In foreach_batch I do
1) Transform of read dataframe;
2) Create temp view based on read dataframe and merge it into target Delta table using
condition
merge into target using source
on target.pk = source.pk
when matched and target.timestamp_field > source.timestamp_field
then update *
when not matched
insert *
On the first run of the job (when some historical data were being uploaded), first 4 batches went fine, and 5th batch failed with (when trying to execute a merge):
"File "/databricks/spark/python/lib/py4j-0.10.9.7-src.zip/py4j/protocol.py", line 326, in get_return_value raise Py4JJavaError( py4j.protocol.Py4JJavaError: An error occurred while calling o375.sql. : com.databricks.sql.transaction.tahoe.DeltaRuntimeException: Keeping the source of the MERGE statement materialized has failed repeatedly."
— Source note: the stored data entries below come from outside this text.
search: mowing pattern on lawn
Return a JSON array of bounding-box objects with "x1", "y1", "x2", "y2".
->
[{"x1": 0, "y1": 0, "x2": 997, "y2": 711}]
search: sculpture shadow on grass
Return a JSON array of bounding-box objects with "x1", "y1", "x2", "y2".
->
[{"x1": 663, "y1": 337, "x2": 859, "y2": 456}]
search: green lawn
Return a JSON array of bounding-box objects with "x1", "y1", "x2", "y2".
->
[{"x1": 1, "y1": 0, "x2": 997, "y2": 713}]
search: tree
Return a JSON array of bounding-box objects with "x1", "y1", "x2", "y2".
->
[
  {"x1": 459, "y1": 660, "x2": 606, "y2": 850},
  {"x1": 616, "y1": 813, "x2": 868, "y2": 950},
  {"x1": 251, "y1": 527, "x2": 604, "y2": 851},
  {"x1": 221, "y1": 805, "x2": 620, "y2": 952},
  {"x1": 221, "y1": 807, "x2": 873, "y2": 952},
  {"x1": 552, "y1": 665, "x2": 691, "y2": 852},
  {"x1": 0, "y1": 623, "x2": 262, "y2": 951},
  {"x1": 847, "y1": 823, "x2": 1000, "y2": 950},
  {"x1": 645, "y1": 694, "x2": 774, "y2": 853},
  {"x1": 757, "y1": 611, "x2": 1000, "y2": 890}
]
New run of the job was successfull and all the data from the source files were loaded (including data which caused the fail of 5th batch of the 1st run).
So I'm now trying to understand what were the reasons of the error, and how to prevent it.
I wonder if the error can be related with the fact that there could be duplicated records in read dataframe.
Photon Acceleration is disabled on the cluster, Databricks version is 13.2 ML (Spark 3.4.0).